No one is young. Even the jester (David Ryall) is a threadbare old caperer with the ghost of a singing voice. So when Rebecca Hall's shipwrecked Viola appears, full of youth and ironic intelligence, no wonder Orsino and Olivia both fall for this cross-dressing Cupid in crimson hose.
Usually, this is where the fun begins, but Hall's characteristically clear production struggles to make
it out of the minor key. His attention to the words is legendary, but beautiful lines can make listless stage directions: Hall fille spends too much time sitting 'like Patience on a monument/Smiling at grief' or standing limpid-eyed and limp-armed. She's sombre and lovely, but can't liven things up with a bit of Cupid-like playfulness.
Simon Callow brings welcome gusto as Olivia's drunken uncle, Sir Toby Belch: he staggers onstage like a half-stunned turkey and dispenses folly with the barking tactlessness of a Mitford squire. But much of the comedy falls flat on this oddly furnished stage, which has a sail-cloth for a roof and a twee row of mock-Tudor doll's houses behind: it lacks intimacy, despite jutting three-sidedly out into the audience, and feels like a big production squashed into the Cottesloe's little space.

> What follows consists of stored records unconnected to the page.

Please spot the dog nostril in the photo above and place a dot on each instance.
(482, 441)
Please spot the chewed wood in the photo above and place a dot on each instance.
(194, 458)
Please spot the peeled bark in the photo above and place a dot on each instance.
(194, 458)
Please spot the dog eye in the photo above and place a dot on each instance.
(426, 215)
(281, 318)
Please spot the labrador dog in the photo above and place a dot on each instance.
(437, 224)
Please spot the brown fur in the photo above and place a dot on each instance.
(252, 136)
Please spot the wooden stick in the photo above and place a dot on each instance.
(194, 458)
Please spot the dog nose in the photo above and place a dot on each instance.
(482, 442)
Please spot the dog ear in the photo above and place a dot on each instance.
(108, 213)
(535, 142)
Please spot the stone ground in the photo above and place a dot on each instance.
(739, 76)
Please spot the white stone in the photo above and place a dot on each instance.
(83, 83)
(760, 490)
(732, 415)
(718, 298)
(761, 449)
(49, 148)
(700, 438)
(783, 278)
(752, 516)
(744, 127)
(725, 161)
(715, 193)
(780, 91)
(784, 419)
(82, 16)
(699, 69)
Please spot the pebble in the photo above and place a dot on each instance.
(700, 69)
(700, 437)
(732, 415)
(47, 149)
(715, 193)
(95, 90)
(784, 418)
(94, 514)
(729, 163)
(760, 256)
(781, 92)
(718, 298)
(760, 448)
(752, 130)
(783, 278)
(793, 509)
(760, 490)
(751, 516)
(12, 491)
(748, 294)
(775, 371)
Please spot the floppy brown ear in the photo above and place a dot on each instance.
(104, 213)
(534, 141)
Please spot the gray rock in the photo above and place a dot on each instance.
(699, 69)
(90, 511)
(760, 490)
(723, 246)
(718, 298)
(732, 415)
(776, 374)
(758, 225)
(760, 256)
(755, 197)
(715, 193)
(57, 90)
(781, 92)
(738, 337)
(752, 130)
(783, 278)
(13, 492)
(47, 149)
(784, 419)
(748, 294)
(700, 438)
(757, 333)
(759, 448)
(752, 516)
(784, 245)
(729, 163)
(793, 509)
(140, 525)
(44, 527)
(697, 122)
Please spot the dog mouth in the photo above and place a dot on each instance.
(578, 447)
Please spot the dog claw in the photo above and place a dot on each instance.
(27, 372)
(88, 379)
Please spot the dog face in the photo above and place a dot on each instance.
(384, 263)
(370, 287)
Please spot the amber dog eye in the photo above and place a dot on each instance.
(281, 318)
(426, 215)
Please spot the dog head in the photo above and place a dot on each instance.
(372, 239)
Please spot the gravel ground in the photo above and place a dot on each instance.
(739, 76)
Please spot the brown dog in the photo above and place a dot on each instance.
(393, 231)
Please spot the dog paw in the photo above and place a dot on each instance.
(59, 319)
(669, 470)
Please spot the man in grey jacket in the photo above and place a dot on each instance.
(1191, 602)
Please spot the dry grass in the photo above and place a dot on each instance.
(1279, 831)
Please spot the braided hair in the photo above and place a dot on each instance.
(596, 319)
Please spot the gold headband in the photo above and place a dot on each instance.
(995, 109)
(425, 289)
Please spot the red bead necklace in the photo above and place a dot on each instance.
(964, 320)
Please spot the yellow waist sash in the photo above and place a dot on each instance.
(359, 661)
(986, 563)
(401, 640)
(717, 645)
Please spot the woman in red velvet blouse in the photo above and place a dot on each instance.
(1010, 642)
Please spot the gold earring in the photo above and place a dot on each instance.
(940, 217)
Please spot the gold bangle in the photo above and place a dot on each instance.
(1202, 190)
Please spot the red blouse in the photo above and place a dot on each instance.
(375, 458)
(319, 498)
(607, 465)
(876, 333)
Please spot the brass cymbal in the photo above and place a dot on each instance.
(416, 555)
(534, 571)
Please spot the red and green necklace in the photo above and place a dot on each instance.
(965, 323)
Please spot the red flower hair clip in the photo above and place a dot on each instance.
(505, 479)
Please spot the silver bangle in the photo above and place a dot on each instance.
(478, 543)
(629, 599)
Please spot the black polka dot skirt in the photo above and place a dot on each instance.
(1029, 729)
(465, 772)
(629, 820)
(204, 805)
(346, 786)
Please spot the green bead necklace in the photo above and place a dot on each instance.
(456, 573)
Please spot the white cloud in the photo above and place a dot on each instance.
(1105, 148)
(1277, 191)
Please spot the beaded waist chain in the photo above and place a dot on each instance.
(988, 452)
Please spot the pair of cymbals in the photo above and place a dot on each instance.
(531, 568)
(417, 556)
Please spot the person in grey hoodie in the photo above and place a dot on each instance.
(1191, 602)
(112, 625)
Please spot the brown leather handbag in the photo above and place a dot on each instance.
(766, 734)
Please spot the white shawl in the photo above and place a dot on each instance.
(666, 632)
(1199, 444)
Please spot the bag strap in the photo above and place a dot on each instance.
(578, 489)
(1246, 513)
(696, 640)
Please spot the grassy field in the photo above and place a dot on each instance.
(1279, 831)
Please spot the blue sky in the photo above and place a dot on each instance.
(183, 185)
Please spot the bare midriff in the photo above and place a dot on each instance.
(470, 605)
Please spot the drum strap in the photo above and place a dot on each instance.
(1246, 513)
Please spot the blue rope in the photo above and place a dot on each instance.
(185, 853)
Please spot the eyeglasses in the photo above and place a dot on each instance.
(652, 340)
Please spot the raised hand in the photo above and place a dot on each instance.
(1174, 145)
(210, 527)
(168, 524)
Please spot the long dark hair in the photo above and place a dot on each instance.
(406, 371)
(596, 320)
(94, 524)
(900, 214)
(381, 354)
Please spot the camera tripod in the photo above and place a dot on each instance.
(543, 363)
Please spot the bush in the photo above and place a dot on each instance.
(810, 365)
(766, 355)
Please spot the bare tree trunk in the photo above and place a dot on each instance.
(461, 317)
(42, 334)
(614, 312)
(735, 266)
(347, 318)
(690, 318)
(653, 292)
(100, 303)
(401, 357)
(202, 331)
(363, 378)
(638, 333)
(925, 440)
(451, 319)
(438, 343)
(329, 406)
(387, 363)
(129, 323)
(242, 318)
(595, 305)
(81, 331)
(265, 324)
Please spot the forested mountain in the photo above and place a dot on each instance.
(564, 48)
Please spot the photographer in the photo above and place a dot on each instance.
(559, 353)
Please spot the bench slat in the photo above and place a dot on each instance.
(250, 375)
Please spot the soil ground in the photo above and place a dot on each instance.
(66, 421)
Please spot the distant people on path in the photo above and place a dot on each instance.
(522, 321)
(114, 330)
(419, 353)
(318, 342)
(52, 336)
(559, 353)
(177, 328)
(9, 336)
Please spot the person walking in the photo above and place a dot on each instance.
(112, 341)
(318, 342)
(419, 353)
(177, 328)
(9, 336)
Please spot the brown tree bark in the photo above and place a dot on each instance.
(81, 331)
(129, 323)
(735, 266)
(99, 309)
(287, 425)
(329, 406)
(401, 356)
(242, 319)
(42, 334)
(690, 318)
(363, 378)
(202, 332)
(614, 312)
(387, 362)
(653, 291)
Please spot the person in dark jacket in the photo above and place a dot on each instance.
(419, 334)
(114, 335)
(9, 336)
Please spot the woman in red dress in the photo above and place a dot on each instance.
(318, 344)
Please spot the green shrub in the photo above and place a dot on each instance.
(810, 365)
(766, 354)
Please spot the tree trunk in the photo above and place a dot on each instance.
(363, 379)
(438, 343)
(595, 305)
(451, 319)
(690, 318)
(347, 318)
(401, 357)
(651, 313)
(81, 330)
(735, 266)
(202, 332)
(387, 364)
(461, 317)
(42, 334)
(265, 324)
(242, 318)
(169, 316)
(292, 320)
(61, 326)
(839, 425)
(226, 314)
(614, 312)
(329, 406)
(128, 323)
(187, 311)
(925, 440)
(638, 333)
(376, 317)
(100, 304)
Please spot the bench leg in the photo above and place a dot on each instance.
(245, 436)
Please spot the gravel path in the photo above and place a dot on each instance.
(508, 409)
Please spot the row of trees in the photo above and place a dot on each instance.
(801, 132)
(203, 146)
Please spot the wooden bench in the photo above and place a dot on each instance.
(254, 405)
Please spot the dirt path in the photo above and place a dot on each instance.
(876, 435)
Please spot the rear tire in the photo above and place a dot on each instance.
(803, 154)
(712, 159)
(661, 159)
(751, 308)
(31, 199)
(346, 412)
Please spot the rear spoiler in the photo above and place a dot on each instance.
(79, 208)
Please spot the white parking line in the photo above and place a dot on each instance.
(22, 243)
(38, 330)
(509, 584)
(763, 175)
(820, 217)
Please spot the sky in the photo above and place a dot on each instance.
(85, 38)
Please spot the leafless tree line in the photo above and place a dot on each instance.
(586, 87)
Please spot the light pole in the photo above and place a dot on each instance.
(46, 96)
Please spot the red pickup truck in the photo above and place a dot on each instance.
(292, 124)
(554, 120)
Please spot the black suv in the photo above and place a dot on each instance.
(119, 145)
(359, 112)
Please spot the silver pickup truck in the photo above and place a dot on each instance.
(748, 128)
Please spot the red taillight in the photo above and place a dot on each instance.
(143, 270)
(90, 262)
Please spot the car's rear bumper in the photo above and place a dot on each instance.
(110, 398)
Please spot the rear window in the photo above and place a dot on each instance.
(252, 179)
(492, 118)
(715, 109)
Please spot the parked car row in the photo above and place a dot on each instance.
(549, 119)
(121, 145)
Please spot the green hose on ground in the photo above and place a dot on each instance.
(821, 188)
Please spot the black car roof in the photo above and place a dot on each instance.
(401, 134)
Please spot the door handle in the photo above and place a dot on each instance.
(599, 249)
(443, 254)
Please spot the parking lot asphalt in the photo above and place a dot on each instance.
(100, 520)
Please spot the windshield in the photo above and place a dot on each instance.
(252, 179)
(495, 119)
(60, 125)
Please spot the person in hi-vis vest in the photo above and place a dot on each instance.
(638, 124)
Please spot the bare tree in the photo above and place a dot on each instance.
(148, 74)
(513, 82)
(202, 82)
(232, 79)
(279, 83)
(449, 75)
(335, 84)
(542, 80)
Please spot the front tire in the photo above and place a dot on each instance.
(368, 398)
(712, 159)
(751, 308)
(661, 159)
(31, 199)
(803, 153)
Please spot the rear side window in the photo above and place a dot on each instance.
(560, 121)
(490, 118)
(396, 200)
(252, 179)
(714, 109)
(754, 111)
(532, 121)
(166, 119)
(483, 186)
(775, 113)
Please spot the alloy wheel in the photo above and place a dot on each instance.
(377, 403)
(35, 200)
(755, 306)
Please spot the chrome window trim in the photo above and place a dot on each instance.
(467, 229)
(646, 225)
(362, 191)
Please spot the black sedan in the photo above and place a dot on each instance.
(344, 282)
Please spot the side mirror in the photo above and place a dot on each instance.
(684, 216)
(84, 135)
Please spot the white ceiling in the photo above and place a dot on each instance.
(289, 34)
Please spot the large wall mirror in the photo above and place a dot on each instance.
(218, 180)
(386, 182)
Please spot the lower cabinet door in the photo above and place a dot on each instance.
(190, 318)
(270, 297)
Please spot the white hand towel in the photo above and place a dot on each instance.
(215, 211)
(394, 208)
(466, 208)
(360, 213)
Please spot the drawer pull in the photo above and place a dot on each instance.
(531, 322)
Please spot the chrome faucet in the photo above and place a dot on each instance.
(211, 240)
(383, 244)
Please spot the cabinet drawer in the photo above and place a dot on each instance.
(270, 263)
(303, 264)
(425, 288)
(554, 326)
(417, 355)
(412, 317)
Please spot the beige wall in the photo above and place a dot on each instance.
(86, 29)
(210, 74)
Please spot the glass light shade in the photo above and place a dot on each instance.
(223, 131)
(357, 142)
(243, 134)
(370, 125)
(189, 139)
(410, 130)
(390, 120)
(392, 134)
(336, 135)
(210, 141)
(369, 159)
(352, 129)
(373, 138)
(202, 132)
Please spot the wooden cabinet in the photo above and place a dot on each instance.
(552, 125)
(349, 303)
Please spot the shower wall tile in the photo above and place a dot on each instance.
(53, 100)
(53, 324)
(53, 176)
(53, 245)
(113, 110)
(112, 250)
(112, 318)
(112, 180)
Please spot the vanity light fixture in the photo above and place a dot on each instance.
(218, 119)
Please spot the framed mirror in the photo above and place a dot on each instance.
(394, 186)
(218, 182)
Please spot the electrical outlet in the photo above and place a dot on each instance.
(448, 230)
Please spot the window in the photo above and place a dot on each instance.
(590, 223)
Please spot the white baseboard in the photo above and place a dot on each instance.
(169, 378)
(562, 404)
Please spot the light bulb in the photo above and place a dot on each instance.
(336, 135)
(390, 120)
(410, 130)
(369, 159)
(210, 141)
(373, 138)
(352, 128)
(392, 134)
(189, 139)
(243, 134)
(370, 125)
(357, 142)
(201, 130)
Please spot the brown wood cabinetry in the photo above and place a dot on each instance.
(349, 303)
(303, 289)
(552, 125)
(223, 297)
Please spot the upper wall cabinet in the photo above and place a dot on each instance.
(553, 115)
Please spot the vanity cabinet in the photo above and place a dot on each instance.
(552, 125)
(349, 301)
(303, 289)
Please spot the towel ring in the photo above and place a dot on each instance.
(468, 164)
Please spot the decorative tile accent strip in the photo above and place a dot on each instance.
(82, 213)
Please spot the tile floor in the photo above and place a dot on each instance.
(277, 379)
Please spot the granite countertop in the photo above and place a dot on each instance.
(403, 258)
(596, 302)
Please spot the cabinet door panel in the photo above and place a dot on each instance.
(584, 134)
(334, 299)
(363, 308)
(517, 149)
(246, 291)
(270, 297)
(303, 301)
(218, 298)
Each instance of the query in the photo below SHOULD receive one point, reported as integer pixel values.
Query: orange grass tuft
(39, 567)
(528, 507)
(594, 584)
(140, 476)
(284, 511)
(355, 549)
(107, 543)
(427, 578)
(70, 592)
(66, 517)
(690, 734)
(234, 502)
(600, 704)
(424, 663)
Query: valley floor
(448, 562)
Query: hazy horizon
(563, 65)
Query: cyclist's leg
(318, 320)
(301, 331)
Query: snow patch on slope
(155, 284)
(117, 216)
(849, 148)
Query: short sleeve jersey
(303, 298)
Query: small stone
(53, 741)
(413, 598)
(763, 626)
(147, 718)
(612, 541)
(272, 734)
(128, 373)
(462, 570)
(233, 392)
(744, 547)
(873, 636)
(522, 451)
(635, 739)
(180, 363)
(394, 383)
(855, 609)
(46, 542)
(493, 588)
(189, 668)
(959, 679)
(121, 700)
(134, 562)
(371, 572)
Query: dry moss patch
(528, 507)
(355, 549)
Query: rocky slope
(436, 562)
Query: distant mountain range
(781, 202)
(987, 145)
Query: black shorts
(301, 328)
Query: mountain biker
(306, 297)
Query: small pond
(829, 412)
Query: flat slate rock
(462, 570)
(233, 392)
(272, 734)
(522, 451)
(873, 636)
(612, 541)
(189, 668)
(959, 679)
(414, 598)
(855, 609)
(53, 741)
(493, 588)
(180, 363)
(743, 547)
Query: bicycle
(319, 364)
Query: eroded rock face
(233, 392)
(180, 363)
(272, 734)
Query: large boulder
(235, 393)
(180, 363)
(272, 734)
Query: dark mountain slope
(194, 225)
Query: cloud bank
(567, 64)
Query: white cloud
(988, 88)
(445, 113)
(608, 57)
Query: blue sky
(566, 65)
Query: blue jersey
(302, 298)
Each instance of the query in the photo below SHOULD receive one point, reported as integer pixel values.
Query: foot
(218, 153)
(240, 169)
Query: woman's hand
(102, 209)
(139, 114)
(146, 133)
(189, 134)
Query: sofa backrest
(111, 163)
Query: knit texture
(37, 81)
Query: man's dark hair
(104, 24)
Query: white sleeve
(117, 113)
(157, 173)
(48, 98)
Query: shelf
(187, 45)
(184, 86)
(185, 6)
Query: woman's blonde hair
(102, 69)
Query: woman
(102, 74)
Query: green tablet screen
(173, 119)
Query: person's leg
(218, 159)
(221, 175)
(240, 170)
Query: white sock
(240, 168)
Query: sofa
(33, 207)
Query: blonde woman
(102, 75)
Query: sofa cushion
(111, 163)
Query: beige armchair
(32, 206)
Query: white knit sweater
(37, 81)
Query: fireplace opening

There are benefits to taking 'Twelfth Night' seriously: Sir Andrew Aguecheek, a nonentity who is easily gulled into bankrolling his friend's revels, achieves great pathos in Charles Edwards's subtle performance. When he and Sir Toby, deep in their cups, listen to Feste wheeze his way through a ballad, the keynote is irrevocably clear: 'Youth's a stuff will not endure.' It's a heavy moral, and this 'Twelfth Night' needs more 'present mirth and present laughter' to overcome its many woes.